Light-activated, highly efficient intracellular biomolecular delivery using a titanium nitride micro-array device

Abstract

This study investigates the effectiveness of optoporation, activated by a titanium nitride micro-array device, in transporting a wide range of biomolecules into cells. Titanium nitride is a propitious plasmonic material exhibiting localised surface plasmon resonances within the near-infrared biological transparency window. Thin films of titanium nitride were deposited on a glass substrate via sputtering, and a periodic TiN micro-array device was fabricated (1 cm × 1 cm) through photolithography and chemical etching. When the device is irradiated with a laser at 1064 nm with a laser fluence of 10.28 mJ cm⁻² and a motorised scanning speed of 5 mm s⁻¹ in the presence of biomolecules, photothermal bubbles form near the plasma membrane and temporarily create pores that facilitate the smooth entry of biomolecules into the cells. Our TiN micro-array device with a laser-scanning setup can transfect more than a million cells within 1 minute. Utilising this device, a variety of biomolecules, including propidium iodide (PI) dye (668.4 Da), EGFP-plasmid DNA (229.4 kDa), and β-galactosidase enzyme (465 kDa), were efficiently delivered into several mammalian cell lines (L929, SiHa, and NIH/3T3), achieving high delivery efficiency and excellent cell viability.

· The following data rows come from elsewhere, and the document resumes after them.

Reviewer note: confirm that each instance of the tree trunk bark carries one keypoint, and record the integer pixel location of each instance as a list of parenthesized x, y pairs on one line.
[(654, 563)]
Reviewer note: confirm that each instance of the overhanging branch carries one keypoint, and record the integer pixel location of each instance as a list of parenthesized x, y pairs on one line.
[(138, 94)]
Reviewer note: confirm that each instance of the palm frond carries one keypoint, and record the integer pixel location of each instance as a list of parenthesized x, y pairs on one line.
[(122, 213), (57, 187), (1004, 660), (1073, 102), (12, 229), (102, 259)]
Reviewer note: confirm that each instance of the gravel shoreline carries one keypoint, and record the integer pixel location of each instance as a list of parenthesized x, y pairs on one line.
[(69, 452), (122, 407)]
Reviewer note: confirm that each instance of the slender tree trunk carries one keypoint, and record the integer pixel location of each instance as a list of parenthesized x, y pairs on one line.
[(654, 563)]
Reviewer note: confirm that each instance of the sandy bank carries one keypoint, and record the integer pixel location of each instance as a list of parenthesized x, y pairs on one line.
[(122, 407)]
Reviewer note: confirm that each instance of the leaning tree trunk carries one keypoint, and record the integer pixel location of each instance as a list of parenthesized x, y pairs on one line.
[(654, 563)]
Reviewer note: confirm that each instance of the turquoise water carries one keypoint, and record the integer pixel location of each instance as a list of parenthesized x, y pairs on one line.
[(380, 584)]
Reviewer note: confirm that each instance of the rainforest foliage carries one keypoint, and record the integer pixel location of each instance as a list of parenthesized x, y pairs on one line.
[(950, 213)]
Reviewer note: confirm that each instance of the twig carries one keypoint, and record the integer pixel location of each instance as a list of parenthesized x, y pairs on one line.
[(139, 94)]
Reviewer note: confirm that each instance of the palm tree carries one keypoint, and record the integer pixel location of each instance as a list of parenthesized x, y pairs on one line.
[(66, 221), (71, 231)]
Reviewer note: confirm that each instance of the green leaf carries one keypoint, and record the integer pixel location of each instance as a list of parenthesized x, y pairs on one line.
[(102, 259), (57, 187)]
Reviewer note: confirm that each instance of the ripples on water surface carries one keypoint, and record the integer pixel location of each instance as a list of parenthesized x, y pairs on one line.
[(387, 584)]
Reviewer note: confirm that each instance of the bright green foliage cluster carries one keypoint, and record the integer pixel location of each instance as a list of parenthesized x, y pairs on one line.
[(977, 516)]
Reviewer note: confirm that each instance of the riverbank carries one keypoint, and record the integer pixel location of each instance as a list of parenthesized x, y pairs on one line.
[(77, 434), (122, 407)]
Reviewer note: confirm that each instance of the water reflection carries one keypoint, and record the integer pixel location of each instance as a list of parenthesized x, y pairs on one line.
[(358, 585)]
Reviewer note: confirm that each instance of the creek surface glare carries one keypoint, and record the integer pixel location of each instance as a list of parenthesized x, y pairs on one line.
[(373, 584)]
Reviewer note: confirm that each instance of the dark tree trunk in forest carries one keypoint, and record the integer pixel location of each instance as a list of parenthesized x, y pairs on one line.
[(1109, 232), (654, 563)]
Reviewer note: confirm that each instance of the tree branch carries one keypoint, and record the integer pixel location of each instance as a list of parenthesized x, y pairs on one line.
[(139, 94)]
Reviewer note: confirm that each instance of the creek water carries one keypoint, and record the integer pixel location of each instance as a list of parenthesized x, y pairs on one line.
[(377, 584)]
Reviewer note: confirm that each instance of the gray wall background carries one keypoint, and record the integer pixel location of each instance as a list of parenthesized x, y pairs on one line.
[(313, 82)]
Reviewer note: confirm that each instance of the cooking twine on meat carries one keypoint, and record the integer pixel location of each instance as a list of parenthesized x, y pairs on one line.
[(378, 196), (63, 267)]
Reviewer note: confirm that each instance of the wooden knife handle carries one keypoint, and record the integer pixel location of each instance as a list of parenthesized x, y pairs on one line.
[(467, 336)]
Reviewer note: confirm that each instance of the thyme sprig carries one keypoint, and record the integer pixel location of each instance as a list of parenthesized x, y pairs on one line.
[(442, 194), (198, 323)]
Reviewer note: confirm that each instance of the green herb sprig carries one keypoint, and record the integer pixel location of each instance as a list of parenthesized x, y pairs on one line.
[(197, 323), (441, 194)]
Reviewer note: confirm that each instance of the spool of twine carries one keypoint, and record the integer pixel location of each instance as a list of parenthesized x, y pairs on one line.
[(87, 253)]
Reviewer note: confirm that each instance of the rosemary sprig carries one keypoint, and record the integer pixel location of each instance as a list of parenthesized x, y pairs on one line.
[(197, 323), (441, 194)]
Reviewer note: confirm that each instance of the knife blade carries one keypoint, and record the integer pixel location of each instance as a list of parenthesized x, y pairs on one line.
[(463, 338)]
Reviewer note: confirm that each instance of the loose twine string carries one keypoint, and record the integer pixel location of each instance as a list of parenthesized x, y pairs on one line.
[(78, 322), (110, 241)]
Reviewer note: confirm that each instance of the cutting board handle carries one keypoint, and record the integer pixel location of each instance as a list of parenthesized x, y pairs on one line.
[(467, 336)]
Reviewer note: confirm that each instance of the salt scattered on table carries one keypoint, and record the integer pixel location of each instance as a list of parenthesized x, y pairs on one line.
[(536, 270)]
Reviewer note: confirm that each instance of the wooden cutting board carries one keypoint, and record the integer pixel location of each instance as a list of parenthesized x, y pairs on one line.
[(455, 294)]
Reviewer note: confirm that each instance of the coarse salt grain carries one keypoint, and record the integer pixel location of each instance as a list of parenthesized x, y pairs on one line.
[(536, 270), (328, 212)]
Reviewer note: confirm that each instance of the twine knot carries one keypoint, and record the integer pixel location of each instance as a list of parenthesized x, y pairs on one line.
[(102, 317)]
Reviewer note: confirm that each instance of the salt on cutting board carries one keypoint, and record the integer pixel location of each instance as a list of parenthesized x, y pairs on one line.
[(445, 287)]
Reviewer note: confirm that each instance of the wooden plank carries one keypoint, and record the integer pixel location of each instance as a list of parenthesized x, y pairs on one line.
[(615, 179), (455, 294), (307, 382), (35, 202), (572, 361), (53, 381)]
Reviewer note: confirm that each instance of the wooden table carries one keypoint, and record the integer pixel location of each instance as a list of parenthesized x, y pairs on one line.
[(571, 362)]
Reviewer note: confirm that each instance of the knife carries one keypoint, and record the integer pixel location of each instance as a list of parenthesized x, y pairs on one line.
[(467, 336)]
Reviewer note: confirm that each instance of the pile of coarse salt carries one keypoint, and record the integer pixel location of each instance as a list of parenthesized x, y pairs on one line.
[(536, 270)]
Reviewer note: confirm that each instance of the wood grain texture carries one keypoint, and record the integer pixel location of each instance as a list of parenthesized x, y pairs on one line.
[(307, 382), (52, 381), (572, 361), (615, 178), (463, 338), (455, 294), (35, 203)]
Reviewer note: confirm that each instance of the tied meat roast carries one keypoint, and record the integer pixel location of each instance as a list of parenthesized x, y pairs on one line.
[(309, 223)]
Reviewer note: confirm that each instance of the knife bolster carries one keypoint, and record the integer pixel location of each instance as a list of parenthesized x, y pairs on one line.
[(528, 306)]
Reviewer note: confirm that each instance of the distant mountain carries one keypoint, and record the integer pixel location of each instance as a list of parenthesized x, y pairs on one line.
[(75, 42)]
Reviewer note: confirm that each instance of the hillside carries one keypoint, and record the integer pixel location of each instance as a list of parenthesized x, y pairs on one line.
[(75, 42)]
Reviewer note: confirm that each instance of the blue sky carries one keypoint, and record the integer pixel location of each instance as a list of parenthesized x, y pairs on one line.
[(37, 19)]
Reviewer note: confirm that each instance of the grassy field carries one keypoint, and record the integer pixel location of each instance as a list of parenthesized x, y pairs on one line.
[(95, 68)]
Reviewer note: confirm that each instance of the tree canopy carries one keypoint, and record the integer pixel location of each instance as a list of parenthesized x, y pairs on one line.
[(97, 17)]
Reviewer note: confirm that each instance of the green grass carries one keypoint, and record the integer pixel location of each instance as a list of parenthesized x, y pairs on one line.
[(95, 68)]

The results highlight that the maximum delivery efficiency for the PI dye is 95%, and the cell viability reaches 98% in L929 cells. Similarly, for large molecules like the β-galactosidase enzyme, the delivery efficiency is as high as 94%, with 97% cell viability. The MTT assay confirmed that the device exhibits no cytotoxicity during cell transfection. Thus, it holds potential for applications in cell therapy and diagnostics.